Headline result: In the 64-core dual-node benchmark, OCI E6 completed the workflow at $2.49 per run versus $13.57 per run on the AWS reference instance, which is approximately 81.6% lower cost on OCI.

Conclusion

This benchmark demonstrates that OCI E6 Flex shape provides the best overall performance and cost efficiency for RNA-seq workloads using Nextflow. Across all configurations tested, higher core counts consistently reduced total runtime, with the most efficient configuration emerging at the high end of the spectrum.

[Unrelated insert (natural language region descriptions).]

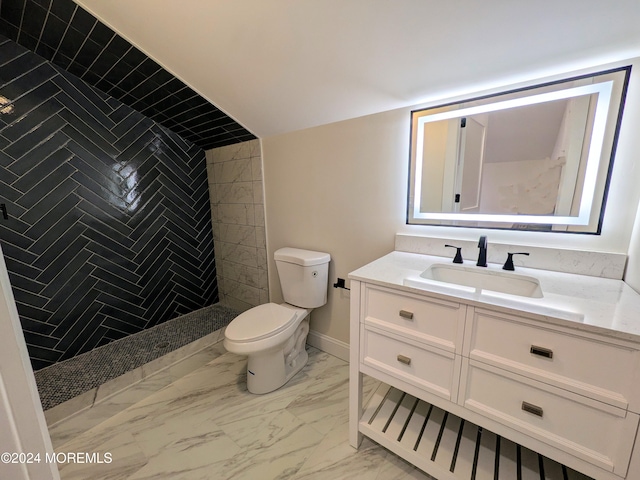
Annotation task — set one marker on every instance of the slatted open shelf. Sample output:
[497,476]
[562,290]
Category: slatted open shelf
[450,447]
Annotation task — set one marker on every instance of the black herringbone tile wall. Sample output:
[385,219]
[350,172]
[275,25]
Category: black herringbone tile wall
[109,227]
[62,32]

The optimal configuration observed in this study is 64 cores with 64 GB memory (1 GB per core). This setup delivered the fastest overall execution while maintaining efficient memory utilization, indicating that CPU parallelism—not memory capacity—is the dominant factor for this workload.

Lower core configurations such as 16- and 32-core shapes still provide useful performance, but they do not match the throughput of the 64-core deployment. Likewise, increasing memory beyond what the workload needs does not materially improve runtime, so the strongest recommendation is to prioritize CPU parallelism first and size memory conservatively.

Recommendation: For production RNA-seq pipelines, use 64-core configurations with 64 GB memory as the reference baseline. This provides the best runtime performance and the strongest practical recommendation from the benchmark.

In summary, this benchmark highlights a key principle for genomics workloads: maximize parallelism with sufficient memory, then validate the cost tradeoff against the runtime gained. On OCI E6 Flex, the 64-core, 64 GB configuration is the clearest reference point for teams looking to optimize RNA-seq throughput.

Note: The AWS comparison above is an estimate based on the assumption that equivalent results can be achieved on AWS with broadly similar utilization. For a strict apples-to-apples comparison, the AWS workload would need to be benchmarked directly under the same pipeline settings.